United Center concessions workers go on strike ahead of Big Ten Tournament

Days before the United Center is scheduled to play host to the Big Ten Tournament, workers who make the food, pour the drinks and clean the arena walked out on a one-day strike. 

Sunday's strike comes after unsuccessful talks with Compass/Levy and the company’s alleged federal, state and local labor law violations. 

Concessions workers authorized a strike at the beginning of February. Workers plan to picket in the coming days if no progress is made.

"We are striking today in hopes that the company will finally realize our worth and come to the table to negotiate in good faith, and stop their unlawful behavior towards us. The Big Ten is coming, and the company knows what we want, but we are prepared to continue picketing if we have to," said Tawanda Murray, Concessions for Compass/Levy at United Center 28 seasons.


Workers who authorized the strike with a 98% yes vote earlier this year have been fighting for a fair contract with affordable healthcare for all, a pension to retire with dignity, better wages, and benefits.

"I am striking because after working 30 seasons for Compass/Levy at the United Center I have no way of retiring. I have given my life to this company and those decades of service have meant nothing to them," said Jamie O'Neill, Stand Manager for Compass/Levy at the United Center.

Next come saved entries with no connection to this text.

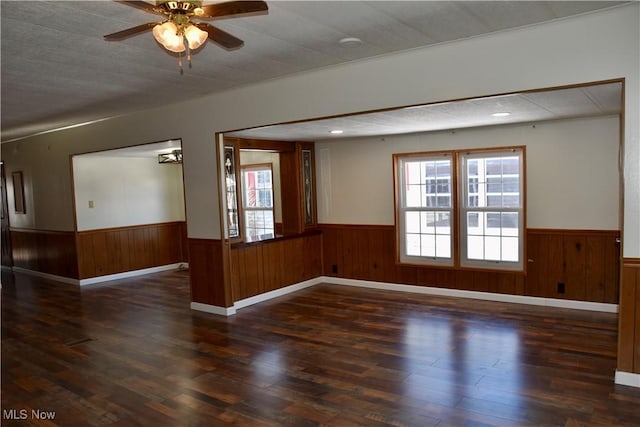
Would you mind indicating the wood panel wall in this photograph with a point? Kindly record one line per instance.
(587, 262)
(265, 266)
(50, 252)
(206, 271)
(117, 250)
(629, 317)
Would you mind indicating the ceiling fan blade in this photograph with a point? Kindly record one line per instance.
(223, 38)
(233, 8)
(142, 5)
(120, 35)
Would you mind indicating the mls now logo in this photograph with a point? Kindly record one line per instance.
(23, 414)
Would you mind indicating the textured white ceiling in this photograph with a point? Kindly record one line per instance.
(584, 101)
(58, 71)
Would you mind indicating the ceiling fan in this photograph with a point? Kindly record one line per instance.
(178, 32)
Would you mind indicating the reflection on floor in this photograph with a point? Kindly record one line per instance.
(132, 353)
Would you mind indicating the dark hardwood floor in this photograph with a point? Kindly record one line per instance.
(132, 353)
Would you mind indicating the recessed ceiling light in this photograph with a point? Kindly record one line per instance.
(350, 41)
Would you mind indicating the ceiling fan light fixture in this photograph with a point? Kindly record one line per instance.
(167, 35)
(195, 36)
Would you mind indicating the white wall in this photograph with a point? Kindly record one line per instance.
(126, 191)
(593, 47)
(572, 172)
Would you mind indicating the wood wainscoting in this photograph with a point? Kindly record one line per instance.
(629, 317)
(265, 266)
(49, 252)
(117, 250)
(586, 262)
(206, 273)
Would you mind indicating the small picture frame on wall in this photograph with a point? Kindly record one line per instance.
(18, 193)
(231, 189)
(307, 183)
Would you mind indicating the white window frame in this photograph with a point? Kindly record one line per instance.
(509, 260)
(248, 236)
(440, 257)
(502, 252)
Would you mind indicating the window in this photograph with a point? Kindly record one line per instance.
(426, 209)
(491, 209)
(461, 208)
(257, 202)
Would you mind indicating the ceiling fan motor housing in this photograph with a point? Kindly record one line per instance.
(184, 6)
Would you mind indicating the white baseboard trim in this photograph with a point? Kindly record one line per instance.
(246, 302)
(100, 279)
(133, 273)
(67, 280)
(488, 296)
(627, 378)
(276, 293)
(213, 309)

Levy released a statement today in response to the walk out. 

"We have been at the bargaining table more than 20 times to have good faith discussions. We have met, or made significant movement on, every ask the union has made that would directly benefit team members. We have offered to bring in a federal mediator which the union declined," the statement read. 

Compass Group is the sixth-largest company in the world. Its subsidiary, Levy Restaurants, employs nearly 700 food servers, bartenders, suite attendants, cooks and dishwashers at the United Center, an overwhelming majority of whom are workers of color. Workers have been without a new contract for 3 years.

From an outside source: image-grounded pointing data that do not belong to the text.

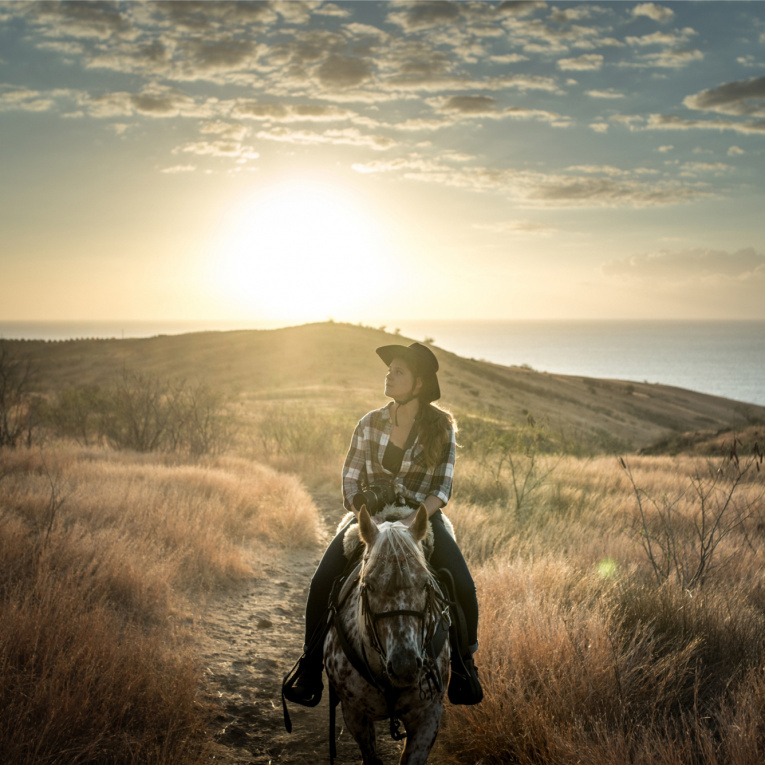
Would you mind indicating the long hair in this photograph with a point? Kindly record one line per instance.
(435, 426)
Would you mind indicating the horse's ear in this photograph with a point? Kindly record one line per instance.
(419, 527)
(367, 527)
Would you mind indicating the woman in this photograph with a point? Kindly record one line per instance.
(405, 452)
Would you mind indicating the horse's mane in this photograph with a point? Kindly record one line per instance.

"We did not want it to come to this, but unfortunately Compass/Levy is not offering all of its workers the wages, healthcare and benefits they deserve," said Karen Kent, President of UNITE HERE Local 1. "Too many times in the last year we have heard hospitality representatives in Chicago say, ‘there is a labor shortage.’ The reality is, there is a good job shortage, and it is in Chicago’s interest to keep a steady, committed workforce with good stable jobs. Workers are striking because it is time to turn stadium jobs into good jobs for Chicago."

Bargaining is scheduled to continue on Tuesday, March 7.

The Chicago Bulls are scheduled to play the Indiana Pacers this afternoon at the United Center.

When the strike was authorized last month Levy sent a letter to workers saying, "In the event of a strike, our plan is to continue to operate the concessions and other food service operations. If team members are not available to staff these operations, we will bring in temporary employees and, if necessary, have supervisors pitch in."

Today, Levy said plans are in place to continue food and beverage service.

The 2023 Big Ten Conference Men’s Basketball Tournament is scheduled for March 8-12 at United Center.